DENNIS JEWELRY COMPANY,

Appellant

v.

SONITROL MANAGEMENT CORPORATION,

Appellee

From the County Court at Law No. 7, Bexar County, Texas

Trial Court No. 240,193

Honorable Claude D. Davis, Judge Presiding (1)

Opinion by: Paul W. Green, Justice

Sitting: Alma L. L pez, Chief Justice

Paul W. Green, Justice

Sandee Bryan Marion, Justice

Delivered and Filed: January 29, 2003

AFFIRMED

Appellant Dennis Jewelry Company (Dennis) appeals the trial court's judgment granting a directed verdict in favor of appellee Sonitrol Managment Company (Sonitrol). Because all issues of law are settled, our opinion only advises the parties of the court's decision and the basic reasons for it. See Tex. R. App. 47.4. We affirm the trial court's judgment.

Background

In 1985, Dennis contracted with a predecessor of Chubb Security Systems, Inc. to install, maintain, and monitor a security system (the security contract).

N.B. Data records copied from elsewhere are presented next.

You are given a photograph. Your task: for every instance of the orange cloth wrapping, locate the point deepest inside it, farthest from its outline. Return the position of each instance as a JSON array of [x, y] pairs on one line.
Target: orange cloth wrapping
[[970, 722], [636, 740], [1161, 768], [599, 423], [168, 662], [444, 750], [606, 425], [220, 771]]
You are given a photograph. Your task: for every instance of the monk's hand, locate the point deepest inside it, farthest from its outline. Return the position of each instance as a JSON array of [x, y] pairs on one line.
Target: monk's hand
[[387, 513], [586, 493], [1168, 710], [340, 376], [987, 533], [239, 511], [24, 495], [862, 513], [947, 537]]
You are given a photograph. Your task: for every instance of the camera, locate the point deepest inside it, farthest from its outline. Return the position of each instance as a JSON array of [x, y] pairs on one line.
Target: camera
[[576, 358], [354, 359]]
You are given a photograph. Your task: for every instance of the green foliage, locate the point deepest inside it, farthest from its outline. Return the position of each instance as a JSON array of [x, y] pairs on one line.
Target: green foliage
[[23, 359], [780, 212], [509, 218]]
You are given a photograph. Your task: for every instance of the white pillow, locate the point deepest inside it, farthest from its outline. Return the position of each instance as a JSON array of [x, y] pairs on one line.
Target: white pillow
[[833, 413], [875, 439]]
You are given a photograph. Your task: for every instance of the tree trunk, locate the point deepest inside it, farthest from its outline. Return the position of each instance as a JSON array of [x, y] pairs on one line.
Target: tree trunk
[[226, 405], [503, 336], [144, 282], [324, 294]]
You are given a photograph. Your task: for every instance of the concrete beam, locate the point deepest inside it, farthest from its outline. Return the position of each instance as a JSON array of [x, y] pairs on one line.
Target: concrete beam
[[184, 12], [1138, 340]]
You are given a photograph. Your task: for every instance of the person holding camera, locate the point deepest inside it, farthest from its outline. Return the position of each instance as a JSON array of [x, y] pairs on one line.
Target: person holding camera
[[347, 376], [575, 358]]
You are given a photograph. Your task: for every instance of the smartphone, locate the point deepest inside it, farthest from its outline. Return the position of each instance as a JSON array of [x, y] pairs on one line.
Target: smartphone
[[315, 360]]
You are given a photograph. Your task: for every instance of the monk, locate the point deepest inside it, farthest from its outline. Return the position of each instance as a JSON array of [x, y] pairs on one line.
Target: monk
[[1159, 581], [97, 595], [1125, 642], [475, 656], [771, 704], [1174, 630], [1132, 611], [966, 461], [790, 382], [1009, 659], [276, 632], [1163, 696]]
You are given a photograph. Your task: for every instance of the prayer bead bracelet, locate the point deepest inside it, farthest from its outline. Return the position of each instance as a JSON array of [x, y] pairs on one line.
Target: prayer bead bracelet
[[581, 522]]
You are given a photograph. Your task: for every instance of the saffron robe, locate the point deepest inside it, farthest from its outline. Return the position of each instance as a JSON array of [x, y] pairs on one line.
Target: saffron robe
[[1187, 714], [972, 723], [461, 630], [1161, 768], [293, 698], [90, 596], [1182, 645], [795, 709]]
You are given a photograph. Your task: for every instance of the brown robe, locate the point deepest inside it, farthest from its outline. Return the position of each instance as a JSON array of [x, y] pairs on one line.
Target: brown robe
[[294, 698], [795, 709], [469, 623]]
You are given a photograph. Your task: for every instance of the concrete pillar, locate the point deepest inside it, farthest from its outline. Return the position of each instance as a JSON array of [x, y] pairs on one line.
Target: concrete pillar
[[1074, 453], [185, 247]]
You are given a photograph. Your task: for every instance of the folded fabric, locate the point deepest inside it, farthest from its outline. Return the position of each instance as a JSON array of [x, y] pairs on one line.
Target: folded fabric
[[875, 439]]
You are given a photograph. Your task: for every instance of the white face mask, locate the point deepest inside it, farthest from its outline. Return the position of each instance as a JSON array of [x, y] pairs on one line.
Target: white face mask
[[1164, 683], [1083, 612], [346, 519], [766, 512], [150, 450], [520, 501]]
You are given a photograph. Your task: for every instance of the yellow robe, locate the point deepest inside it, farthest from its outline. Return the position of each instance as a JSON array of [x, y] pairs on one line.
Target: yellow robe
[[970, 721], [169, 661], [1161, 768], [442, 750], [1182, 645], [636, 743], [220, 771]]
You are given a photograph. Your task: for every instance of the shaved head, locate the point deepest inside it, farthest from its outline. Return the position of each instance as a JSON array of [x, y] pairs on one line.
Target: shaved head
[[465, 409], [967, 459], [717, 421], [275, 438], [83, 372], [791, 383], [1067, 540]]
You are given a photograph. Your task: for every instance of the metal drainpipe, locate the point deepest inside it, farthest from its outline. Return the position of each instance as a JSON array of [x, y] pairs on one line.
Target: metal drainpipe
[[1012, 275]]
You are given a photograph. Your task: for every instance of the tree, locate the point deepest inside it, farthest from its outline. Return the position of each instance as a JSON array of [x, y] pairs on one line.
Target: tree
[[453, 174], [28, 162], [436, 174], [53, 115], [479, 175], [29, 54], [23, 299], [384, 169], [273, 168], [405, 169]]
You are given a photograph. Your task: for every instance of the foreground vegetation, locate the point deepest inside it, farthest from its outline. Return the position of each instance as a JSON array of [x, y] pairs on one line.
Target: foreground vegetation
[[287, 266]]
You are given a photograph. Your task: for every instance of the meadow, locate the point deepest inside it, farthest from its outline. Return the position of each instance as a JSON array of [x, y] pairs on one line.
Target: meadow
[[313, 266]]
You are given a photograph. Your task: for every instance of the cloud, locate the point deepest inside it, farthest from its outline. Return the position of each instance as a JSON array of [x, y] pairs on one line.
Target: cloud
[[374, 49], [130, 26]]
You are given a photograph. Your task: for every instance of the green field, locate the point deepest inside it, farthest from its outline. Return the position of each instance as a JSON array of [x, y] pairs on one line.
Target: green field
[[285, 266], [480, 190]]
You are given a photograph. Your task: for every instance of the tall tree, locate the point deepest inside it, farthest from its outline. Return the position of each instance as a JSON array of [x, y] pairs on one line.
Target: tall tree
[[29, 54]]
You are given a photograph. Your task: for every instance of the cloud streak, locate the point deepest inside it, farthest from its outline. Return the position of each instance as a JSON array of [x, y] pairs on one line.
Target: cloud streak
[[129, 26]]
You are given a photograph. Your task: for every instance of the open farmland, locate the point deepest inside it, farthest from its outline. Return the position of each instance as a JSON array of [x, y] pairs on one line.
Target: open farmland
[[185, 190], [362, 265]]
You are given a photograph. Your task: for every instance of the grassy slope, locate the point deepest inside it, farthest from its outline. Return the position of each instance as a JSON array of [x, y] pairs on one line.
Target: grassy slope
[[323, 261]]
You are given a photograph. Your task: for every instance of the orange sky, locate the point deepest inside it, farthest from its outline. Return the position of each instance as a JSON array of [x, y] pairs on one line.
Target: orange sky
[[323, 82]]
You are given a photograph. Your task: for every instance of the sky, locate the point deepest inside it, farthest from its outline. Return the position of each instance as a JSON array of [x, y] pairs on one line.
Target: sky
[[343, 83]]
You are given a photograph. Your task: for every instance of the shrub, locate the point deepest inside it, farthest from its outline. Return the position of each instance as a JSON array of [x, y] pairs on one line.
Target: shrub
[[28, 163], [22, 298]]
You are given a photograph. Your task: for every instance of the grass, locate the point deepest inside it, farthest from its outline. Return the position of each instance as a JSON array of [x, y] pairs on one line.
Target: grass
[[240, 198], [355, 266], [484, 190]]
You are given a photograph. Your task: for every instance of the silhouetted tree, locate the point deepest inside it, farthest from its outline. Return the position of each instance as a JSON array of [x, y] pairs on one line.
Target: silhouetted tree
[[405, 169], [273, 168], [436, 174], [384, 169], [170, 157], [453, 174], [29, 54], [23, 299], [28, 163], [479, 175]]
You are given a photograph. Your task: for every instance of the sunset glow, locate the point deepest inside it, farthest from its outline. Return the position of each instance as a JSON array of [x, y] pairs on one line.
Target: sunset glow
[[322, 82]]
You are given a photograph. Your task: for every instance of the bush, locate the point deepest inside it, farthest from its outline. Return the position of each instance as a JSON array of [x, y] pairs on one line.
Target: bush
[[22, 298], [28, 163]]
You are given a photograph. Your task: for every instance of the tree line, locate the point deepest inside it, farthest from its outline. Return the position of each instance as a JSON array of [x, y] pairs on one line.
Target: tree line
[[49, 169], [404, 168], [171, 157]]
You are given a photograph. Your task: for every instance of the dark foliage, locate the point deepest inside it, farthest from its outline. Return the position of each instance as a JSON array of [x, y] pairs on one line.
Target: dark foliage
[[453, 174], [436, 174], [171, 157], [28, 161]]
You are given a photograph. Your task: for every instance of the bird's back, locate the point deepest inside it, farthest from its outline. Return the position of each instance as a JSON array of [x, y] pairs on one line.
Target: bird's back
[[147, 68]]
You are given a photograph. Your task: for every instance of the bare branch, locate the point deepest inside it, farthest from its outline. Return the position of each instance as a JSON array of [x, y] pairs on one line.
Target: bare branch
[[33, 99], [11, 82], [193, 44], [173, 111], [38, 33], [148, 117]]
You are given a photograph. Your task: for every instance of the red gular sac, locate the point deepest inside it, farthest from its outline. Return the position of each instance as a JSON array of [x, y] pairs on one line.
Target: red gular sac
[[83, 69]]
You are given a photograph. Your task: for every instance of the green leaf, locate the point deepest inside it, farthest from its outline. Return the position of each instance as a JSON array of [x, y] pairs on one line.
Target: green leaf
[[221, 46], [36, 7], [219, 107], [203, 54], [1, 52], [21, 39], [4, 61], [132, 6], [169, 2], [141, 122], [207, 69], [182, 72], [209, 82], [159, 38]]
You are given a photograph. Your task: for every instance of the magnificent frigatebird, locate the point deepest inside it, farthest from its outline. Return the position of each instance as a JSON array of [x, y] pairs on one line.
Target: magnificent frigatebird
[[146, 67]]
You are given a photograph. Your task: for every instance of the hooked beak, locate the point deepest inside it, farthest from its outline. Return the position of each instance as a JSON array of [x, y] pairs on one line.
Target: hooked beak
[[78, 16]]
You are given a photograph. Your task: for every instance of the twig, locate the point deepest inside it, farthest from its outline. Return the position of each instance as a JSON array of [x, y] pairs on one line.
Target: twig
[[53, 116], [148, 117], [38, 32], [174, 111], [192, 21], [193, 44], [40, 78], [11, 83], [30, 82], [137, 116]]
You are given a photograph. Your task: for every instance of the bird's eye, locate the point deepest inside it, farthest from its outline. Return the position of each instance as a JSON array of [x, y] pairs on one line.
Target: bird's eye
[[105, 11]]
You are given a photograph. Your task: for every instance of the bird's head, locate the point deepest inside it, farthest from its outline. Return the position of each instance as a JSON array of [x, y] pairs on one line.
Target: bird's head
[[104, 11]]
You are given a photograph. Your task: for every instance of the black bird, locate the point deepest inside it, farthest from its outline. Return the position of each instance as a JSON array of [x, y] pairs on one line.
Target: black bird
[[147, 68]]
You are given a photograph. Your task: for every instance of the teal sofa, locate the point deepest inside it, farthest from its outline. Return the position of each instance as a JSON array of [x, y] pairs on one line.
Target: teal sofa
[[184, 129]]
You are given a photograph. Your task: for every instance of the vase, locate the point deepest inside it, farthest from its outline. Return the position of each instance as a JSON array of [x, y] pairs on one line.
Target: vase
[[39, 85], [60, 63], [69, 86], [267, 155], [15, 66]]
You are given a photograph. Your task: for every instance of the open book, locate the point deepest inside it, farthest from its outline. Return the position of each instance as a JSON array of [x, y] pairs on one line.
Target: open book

In 1995, Chubb subcontracted its monitoring obligations to all its subscribers to Sonitrol (the monitoring contract). Dennis was not a party to the monitoring contract between Chubb and Sonitrol nor was Dennis specifically identified in that agreement. In 1997, Dennis's jewelry store was burglarized, and numerous watches were stolen. Dennis sued both Chubb and Sonitrol but settled with Chubb prior to trial. Dennis proceeded to trial against Sonitrol on claims of negligence and breach of contract as third-party beneficiary. At the close of Dennis's case, the trial court granted Sonitrol's motion for directed verdict.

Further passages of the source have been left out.